Starogard Gdański Audio-Datei / Hörbeispiel [sta'rɔgard 'gdaɲski]?/i (deutsch Preußisch Stargard) ist eine Stadt im Powiat Starogardzki der polnischen Woiwodschaft Pommern.

Geographische Lage[Bearbeiten | Quelltext bearbeiten]

Marktplatz

Die Stadt liegt in Pommerellen an dem kleinen Fluss Ferse, etwa 21 Kilometer südwestlich von Dirschau (Tczew), 40 Kilometer südlich von Danzig und 67 Kilometer nordöstlich von Konitz (Chojnice).

Geschichte[Bearbeiten | Quelltext bearbeiten]

Stadtwappen um die Mitte des 14. Jahrhunderts
Preußisch Stargard (Pr. Stargard) in Westpreußen, südlich von Danzig an der Danziger Bucht, westlich von Marienburg und nordwestlich von Marienwerder, auf einer Landkarte von 1908.
Preußisch Stargard südlich von Danzig (m Bild rechts) und westlich von Marienburg (am rechten Bildrand unten) auf einer Landkarte von 1910.
Rathaus in nächtlicher Beleuchtung
Front des Rathauses
St.-Katharinen-Kirche
Katholische St.-Matthäus-Kirche (ehemalige Pfarrkirche St. Marien, 14. Jh.)

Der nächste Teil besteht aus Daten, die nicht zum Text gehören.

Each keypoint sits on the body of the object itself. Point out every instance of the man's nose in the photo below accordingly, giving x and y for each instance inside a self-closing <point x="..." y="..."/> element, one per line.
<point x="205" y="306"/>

Vom 8. bis zum 12. Jahrhundert existierte eine Burg an der Stelle der heutigen Stadt.

Die erste urkundliche Erwähnung einer Siedlung an der Stelle des heutigen Starogard Gdański stammt vom 11. November 1198 als Starigrod. Die Urkunde erwähnt die angeblich 24 Jahre zuvor erfolgte Schenkung der Burg und ihrer Umgebung durch den pommerschen Herzog Grzymisław an den Johanniterorden.[2] Die Johanniterburg lag am linken Ufer der Ferse an der Stelle der 1655 zerstörten St.-Johannis-Kirche. Am Ort der Burg führte die „Kaufmannsstraße“ über die Ferse.[2] 1269 wurde der Ort als Stargarde (slawisch alte Burg) erwähnt. 1305 eroberte der Deutsche Orden den Ort. Unmittelbar südlich der Burg entstand nach 1309 die Stadt Preußisch Stargard als Gründung des Deutschen Ritterordens.[2] Um 1338 begannen die Einwohner mit dem Bau einer Befestigungsanlage für die Siedlung, ein Jahr später erhielt der Ort sein eigenes Wappen. Das Stadtrecht nach Kulmer Recht erhielt Starogard 1348 vom Hochmeister Heinrich Dusemer. Im Nordwesten erhebt sich über dem Fluss die katholische Pfarrkirche zu St. Marien, später auch »St. Mathaei Apostoli« genannt, eine dreischiffige Basilika aus dem 14. Jahrhundert.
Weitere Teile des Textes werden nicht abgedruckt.